Apenas hubo embarcado Sila rumbo a Grecia para enfrentarse a Mitrídates, la situación en Roma empeoró rápidamente. Partidarios de Cinna y Octavio se enfrentaron a cuchilladas en el foro, produciéndose numerosos muertos y heridos. Derrotado, Cinna huyó de Roma y buscó refugio en diversas ciudades latinas próximas que veían sus intereses perjudicados por los últimos acontecimientos políticos. Como respuesta, el senado se apresuró a deponerlo del consulado y colocar en su lugar a Lucio Mérula.

Cinna, mientras tanto, consiguió atraerse a su bando a la mayor parte de las tropas que Sila había dejado en Campania reprimiendo los últimos focos de sublevados samnitas. Mario regresó en su ayuda de su exilio en África y rápidamente consiguió reclutar a unos seis mil soldados entre esclavos libertos y las propias poblaciones samnitas. Tras conseguir algunos apoyos más de última hora (como el de Quinto Sertorio) ambos marcharon contra Roma, que no tardó en rendirse. La actitud ambigua y pasiva de Pompeyo Estrabón, que decidió no intervenir pese a que contaba con prácticamente las únicas tropas que hubiesen podido organizar una defensa, favoreció sin duda los intereses de Cinna y Mario.

Una vez tomado el control de la urbe, la represión desencadenada por Cinna y sus partidarios fue brutal. Numerosos senadores, incluyendo a Octavio, fueron perseguidos y ejecutados. Mérula se suicidó y la familia de Sila a duras penas consiguió escapar de los tumultos y reunirse con él en Grecia, mientras sus propiedades eran completamente saqueadas y arrasadas. Cinna y Mario, por su parte, se aseguraron de monopolizar el consulado durante los años siguientes, si bien Mario falleció por causas naturales a comienzos del 86, nada más iniciado el séptimo consulado de su carrera. Cinna desempeñaría el cargo, de forma sucesiva e ininterrumpida, hasta el 84 a.C.


Sila en Asia

En medio de todo este jaleo, llegaban a Roma noticias de las victorias de Sila en Oriente. Sin embargo, pese a su posición militar ventajosa, éste se encontraba atrapado en Grecia al no disponer de una flota con la que cruzar el Egeo y enfrentarse directamente a Mitrídates. Intentando aprovechar tal situación, Cinna envió al cónsul sufecto (sustituto en caso de que uno de los dos cónsules muriera durante el ejercicio de su cargo), Lucio Valerio Flaco, a Asia. Por suerte para Sila, Flaco no sólo era codicioso y sanguinario sino también un inepto de primera.
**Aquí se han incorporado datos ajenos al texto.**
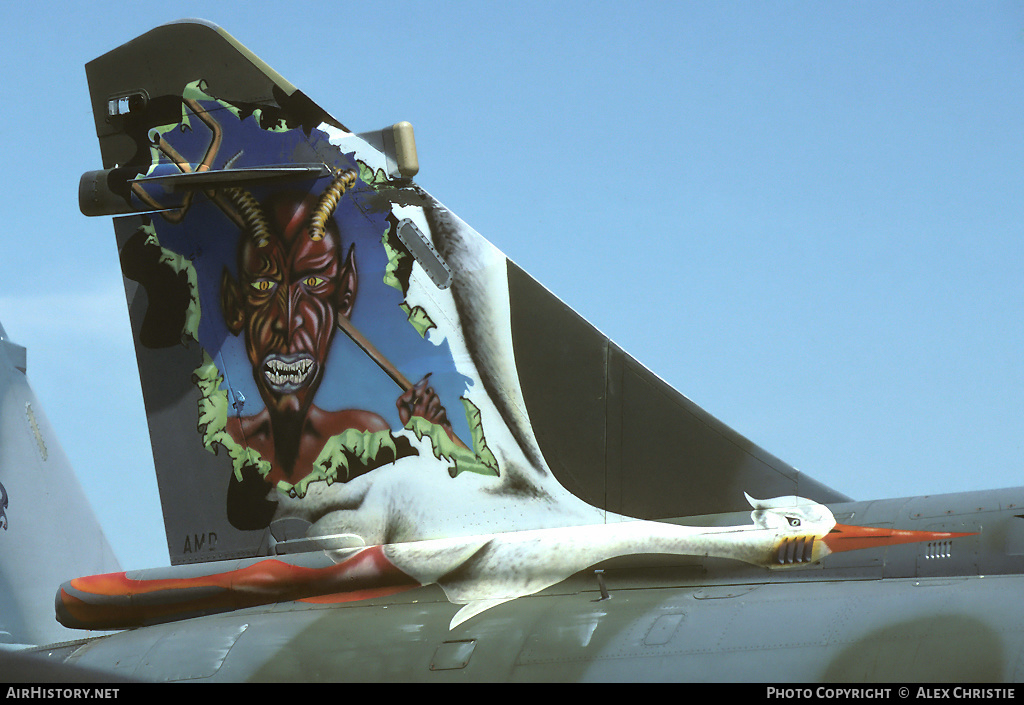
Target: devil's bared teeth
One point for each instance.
(281, 373)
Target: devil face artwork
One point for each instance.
(292, 286)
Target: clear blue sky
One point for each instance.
(805, 216)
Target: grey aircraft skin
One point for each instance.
(584, 522)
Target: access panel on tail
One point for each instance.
(330, 356)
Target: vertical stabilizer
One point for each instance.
(327, 353)
(48, 532)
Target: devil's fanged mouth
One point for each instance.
(288, 373)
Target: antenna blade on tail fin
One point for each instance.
(470, 402)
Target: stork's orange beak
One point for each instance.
(845, 537)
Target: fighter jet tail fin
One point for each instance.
(326, 350)
(47, 528)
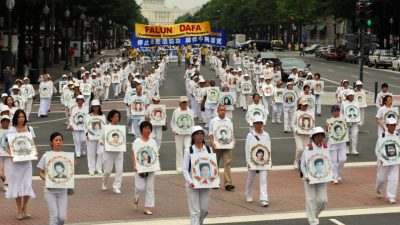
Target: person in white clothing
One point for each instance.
(198, 199)
(388, 174)
(258, 135)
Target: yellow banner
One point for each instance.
(173, 31)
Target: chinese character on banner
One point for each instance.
(212, 40)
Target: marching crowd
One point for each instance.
(250, 84)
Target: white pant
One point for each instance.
(353, 133)
(251, 175)
(136, 120)
(79, 141)
(93, 148)
(111, 159)
(389, 175)
(288, 112)
(181, 142)
(199, 202)
(316, 199)
(145, 184)
(277, 112)
(106, 92)
(301, 141)
(338, 159)
(28, 107)
(44, 106)
(6, 163)
(157, 135)
(57, 204)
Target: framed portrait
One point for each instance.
(390, 150)
(146, 156)
(247, 87)
(95, 127)
(337, 130)
(289, 98)
(45, 92)
(19, 101)
(138, 107)
(61, 85)
(115, 136)
(319, 87)
(268, 89)
(86, 89)
(260, 157)
(227, 99)
(361, 99)
(213, 94)
(77, 120)
(60, 170)
(319, 167)
(204, 170)
(351, 112)
(253, 111)
(223, 134)
(22, 147)
(158, 114)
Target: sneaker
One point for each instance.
(264, 203)
(249, 199)
(354, 152)
(117, 191)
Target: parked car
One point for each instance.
(287, 65)
(261, 45)
(381, 57)
(269, 56)
(311, 49)
(396, 64)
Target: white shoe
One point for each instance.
(117, 191)
(264, 203)
(249, 199)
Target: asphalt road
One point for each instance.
(283, 147)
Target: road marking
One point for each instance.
(262, 217)
(336, 222)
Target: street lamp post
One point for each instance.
(46, 11)
(66, 14)
(99, 33)
(10, 5)
(82, 17)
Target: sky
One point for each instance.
(182, 4)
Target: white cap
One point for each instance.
(95, 102)
(391, 121)
(317, 130)
(196, 128)
(257, 119)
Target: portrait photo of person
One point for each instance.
(145, 158)
(390, 150)
(205, 170)
(59, 170)
(319, 167)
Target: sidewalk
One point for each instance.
(89, 205)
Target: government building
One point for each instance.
(158, 14)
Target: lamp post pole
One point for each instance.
(66, 14)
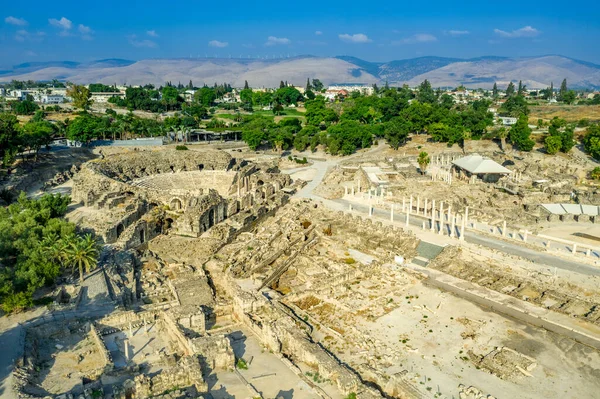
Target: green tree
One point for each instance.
(36, 135)
(205, 96)
(425, 94)
(82, 128)
(569, 97)
(520, 135)
(563, 90)
(9, 136)
(26, 107)
(171, 97)
(423, 160)
(514, 106)
(246, 97)
(552, 144)
(510, 89)
(83, 254)
(81, 96)
(396, 131)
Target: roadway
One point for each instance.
(471, 237)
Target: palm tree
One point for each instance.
(83, 253)
(423, 160)
(57, 249)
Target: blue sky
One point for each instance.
(375, 31)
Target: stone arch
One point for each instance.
(120, 229)
(176, 204)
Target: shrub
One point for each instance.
(241, 364)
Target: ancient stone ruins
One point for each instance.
(224, 274)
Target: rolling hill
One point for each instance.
(535, 72)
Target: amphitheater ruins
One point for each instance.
(233, 274)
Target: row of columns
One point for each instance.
(442, 175)
(515, 176)
(445, 217)
(444, 159)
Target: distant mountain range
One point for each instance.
(535, 72)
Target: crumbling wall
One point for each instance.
(187, 373)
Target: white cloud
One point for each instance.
(526, 31)
(355, 38)
(216, 43)
(418, 38)
(22, 35)
(15, 21)
(273, 41)
(143, 43)
(458, 32)
(86, 32)
(62, 23)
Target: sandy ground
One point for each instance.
(429, 333)
(266, 372)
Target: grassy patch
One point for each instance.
(241, 364)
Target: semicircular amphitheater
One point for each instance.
(131, 198)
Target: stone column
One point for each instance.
(126, 349)
(462, 228)
(441, 230)
(432, 215)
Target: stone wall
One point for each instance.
(187, 373)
Sus propias legiones se amotinaron y lo asesinaron, quedando su legado Flavio Fimbria al mando. Sacando partido de su flota, Fimbria consiguió expulsar a Mitrídates de la zona de Pérgamo y luego supo ganarse las simpatías de los habitantes de Ilión para que le abriesen las puertas, tras lo cual saqueó y destruyó la ciudad a traición.

Las incompetencias de Flaco y los desmanes de Fimbria otorgaron a Sila un tiempo precioso, que no desaprovechó. Mientras comenzaba a negociar la paz con Arquelao (general de Mitrídates), envió legados a diversas poleis y estados aliados de Roma, que le proporcionaron una flota pequeña, pero suficiente como para embarcar a buena parte de su ejército y pasar a Asia. En el año 85 a.C. consiguió reunirse con Mitrídates en Dárdano (en la región del Helesponto), donde firmó una paz bastante favorable para el monarca póntico teniendo en cuenta la situación que atravesaba la guerra en aquellos momentos. Mitrídates conservaba todo su reino del Ponto a cambio de devolver las conquistas realizadas aprovechando la Guerra Social y prestar a Sila algunos barcos para que este pudiese regresar a Italia con todas sus tropas.
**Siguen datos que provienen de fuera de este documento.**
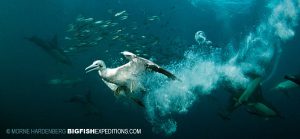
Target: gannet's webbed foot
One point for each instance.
(118, 91)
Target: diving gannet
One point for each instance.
(125, 79)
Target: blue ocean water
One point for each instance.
(253, 36)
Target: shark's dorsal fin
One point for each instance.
(88, 96)
(54, 42)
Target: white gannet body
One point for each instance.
(125, 78)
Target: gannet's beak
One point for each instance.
(91, 68)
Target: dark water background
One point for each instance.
(26, 101)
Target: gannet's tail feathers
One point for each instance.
(162, 71)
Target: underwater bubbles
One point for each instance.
(203, 69)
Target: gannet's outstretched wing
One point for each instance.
(162, 71)
(293, 78)
(154, 67)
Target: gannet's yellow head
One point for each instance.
(128, 55)
(97, 65)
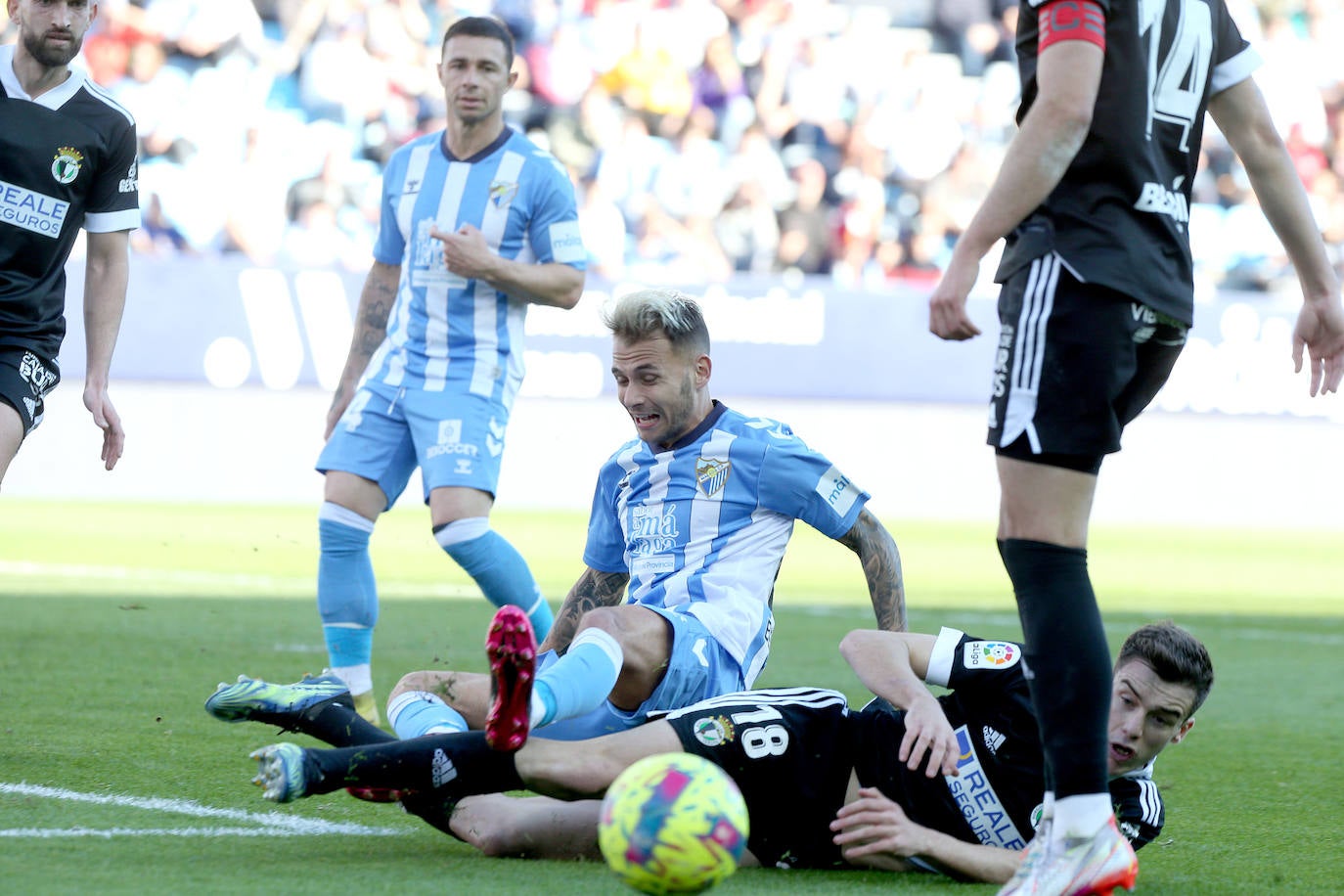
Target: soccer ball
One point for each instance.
(672, 824)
Los motivos por los que Sila se mostró tan generoso en Dárdano resultan muy claros: por una parte no le interesaba seguir alargando la guerra contra el Ponto mientras sus enemigos campaban a sus anchas en Roma (recordemos que Sila había sido declarado hostis publicus tras el golpe de Cinna), y por otra existía el riesgo de que Mitrídates firmase la paz con Fimbria y no con él, lo cual reforzaría claramente los intereses de Cinna y dejaría a Sila en una posición muy difícil.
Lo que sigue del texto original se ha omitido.